More mourners will be allowed to visit the mass graves on Hart Island, the burial site for New York City's indigent dead, according to a new modification of a 2015 settlement between the New York Civil Liberties Union and the city. The Department of Correction, which has managed the island since the 1940s, has also agreed to photograph grave visits for families as part of a three-month pilot program.

Previously, monthly visits to Hart Island were capped at 50 people. That cap has been raised to 70.

"Hart Island is sacred ground for family members of the generations of people who suffered the indignity of mass burial, and this increase in gravesite visitation is one more step towards honoring the memory of people buried there," said NYCLU attorney Christopher Dunn, lead counsel on the case.

The 131-acre island at the west end of the Long Island Sound has been under the jurisdiction of the city since 1868, and operated solely by the DOC since 1946. It is the largest tax funded cemetery in the world, and the only one operated by a corrections department, according to the city.

More than 1,000 New Yorkers are buried on the island each year, by a skeleton crew of fewer than 10 inmates overseen by five officers and a captain. Many of the dead were homeless in life or unidentifiable at the time of death. Stillborn infants are buried on the island, as well as veterans, and victims of the AIDS epidemic.

Access to Hart Island has been hard won for the families of those buried there. The NYCLU reached a settlement with the city in July 2015, giving the bereaved the right to visit graves on a designated day each month with armed escorts. Until that summer, visits were contained to a gazebo near the island's ferry dock, out of view of the graves. Visitors are still subject to search, and guards have the right to confiscate graveside offerings that could be deemed a "security risk." According to the DOC's website, only small stuffed animals, photographs, prayer cards, small flags, blankets, and flowers without vases are permitted.

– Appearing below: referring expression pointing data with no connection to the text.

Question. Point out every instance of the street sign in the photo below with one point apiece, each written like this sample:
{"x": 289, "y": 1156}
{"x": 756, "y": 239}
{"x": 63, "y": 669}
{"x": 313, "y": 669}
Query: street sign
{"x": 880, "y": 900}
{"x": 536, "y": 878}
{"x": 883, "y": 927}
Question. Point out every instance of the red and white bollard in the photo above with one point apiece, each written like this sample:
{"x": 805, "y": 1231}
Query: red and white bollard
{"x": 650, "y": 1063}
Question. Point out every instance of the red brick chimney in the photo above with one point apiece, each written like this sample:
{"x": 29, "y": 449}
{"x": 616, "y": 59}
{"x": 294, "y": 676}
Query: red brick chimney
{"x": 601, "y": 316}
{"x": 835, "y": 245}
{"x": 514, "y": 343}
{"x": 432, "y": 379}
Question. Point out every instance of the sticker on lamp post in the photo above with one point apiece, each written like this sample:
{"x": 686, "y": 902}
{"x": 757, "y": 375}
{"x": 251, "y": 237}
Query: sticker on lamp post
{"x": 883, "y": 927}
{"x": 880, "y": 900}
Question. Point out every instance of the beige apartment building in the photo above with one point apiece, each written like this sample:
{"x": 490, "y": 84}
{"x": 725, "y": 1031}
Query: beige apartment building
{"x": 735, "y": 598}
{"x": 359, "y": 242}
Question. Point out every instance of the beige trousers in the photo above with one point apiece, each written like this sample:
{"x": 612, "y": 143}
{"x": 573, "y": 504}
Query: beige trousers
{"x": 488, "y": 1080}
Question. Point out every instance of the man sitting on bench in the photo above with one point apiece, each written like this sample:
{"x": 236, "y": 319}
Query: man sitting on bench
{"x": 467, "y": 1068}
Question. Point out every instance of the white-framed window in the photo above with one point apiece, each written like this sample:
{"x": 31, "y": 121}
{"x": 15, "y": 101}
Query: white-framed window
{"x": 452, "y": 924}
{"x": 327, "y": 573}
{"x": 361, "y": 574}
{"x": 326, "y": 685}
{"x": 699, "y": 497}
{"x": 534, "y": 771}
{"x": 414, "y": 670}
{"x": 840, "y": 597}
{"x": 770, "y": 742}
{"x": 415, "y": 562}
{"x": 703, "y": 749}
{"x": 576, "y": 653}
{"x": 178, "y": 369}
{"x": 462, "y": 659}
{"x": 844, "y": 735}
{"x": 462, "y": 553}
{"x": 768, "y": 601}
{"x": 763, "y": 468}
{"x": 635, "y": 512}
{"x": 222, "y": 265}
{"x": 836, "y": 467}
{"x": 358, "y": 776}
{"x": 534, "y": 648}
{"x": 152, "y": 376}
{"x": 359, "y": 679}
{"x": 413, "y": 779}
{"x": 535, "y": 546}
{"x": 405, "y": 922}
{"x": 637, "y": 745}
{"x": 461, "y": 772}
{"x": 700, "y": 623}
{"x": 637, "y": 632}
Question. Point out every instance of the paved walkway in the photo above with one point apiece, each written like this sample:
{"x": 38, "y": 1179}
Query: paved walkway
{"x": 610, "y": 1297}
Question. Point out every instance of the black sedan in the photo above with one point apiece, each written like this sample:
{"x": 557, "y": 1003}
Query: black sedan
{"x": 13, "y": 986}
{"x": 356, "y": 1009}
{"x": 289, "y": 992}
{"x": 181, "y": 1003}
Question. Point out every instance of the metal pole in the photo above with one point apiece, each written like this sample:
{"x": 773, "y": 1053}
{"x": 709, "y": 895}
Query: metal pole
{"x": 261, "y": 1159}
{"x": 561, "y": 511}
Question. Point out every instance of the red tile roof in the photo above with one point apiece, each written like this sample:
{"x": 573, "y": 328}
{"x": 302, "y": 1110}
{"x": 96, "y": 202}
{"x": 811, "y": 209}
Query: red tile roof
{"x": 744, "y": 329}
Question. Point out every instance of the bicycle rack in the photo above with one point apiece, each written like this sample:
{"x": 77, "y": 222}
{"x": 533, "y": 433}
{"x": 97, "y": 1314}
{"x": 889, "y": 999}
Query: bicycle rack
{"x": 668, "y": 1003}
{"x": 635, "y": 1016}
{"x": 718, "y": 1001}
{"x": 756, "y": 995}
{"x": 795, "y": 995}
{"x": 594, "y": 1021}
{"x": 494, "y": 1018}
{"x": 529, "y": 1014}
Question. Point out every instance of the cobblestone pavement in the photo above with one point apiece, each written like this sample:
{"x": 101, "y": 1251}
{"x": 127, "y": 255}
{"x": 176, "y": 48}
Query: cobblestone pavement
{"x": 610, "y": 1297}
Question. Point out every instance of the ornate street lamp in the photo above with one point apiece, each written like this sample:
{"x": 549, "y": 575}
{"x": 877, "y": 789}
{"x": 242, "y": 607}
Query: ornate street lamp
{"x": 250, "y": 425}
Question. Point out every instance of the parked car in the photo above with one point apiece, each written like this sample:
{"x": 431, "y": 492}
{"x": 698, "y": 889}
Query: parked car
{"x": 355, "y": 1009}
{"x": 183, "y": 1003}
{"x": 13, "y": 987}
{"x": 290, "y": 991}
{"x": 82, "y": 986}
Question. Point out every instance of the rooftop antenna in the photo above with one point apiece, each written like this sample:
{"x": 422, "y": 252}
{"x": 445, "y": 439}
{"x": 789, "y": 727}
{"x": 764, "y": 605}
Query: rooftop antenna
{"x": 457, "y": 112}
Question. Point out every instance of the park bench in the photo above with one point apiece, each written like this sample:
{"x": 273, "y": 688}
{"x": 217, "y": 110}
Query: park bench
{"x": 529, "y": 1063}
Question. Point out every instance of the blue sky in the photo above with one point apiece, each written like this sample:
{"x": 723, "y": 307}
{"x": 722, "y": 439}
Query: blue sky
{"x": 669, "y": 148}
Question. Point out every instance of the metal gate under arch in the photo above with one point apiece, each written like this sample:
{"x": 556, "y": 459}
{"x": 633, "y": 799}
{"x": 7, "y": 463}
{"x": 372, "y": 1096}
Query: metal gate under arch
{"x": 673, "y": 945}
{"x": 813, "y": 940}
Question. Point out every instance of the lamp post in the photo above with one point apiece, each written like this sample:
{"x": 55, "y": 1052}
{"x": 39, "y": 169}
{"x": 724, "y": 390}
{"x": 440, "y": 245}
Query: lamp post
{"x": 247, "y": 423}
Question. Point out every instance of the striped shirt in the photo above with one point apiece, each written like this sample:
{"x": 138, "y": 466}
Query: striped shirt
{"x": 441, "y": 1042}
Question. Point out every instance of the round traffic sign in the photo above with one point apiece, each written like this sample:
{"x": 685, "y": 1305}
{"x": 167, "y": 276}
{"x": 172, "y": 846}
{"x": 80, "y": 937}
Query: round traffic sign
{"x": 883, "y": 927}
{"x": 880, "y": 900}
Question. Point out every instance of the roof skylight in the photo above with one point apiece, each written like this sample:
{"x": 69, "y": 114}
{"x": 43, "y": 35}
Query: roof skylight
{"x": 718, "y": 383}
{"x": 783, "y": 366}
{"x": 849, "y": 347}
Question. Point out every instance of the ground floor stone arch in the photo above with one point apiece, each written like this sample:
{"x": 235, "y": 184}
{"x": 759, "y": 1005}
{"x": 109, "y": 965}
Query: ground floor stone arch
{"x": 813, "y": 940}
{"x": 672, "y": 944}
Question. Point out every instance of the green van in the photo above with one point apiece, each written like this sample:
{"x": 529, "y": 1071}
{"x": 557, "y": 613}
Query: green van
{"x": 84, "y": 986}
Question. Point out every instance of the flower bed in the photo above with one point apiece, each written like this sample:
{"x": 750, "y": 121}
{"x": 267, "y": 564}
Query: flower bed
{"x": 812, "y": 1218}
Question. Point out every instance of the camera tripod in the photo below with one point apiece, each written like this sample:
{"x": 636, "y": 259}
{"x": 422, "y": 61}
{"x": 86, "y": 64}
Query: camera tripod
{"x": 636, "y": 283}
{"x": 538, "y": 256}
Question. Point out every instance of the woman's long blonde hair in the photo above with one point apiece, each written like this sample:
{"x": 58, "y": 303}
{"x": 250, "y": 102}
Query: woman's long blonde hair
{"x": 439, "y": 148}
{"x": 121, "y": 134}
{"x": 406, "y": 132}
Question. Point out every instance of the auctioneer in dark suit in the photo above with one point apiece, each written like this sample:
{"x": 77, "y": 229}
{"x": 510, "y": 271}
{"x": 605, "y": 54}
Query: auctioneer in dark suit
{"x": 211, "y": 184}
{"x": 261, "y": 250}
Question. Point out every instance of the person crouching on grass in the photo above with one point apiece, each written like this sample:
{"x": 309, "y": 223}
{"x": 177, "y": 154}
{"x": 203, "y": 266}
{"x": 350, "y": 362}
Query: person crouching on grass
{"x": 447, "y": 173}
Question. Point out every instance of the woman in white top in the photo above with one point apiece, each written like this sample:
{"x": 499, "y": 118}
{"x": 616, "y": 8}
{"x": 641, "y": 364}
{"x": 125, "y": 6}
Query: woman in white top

As part of the initial settlement, the city agreed to provide quarterly statistics on the number of gravesite visit requests processed, granted, and denied. Both parties met following the second quarter of 2016 to revaluate the visitation cap.

"We think it is a fair expansion for now," Dunn told Gothamist via email on Tuesday. "But we will continue to monitor visitation, and to push for even greater access if that becomes necessary."

A group of advocates and City Council members, including Manhattan Council Member Mark Levine, support legislation that would shift Hart Island jurisdiction to the Parks Department, ideally expanding public access.

"You should want to visit Hart Island," Levine said at a hearing last January. "It's a spectacular place with views of the city and a dozen historical buildings. Unfortunately you can't, because it's run by the DOC."

Both Parks and the DOC have dug in their heels on the matter of public access. A cemetery "is not a department that Parks has any experience managing," Parks Deputy Commissioner Liam Kavanagh told the Council last month.

Carleen McLaughlin, the DOC's director of legislative affairs, testified last winter that the DOC's Hart Island stewardship advances Mayor de Blasio's 14-point plan for reducing violence on Rikers Island.

"[Inmates] reduce their idleness, and are out there for several hours a day, so it meets that goal perfectly," she said.

Neither the DOC, nor the City Hall Law Department immediately responded to a request for comment.

[Update 1:00 p.m.]: DOC issued the following statement:

The Department of Correction has administered the city cemetery on Hart Island for more than a century and considers this a solemn responsibility. In 2015, we began permitting monthly gravesite visits on Hart Island by family members of individuals interred on the island and their guests. Since then, we have sought to maximize access and facilitation of such visits, and this expansion furthers that goal in a manner consistent with visitor security and safety concerns.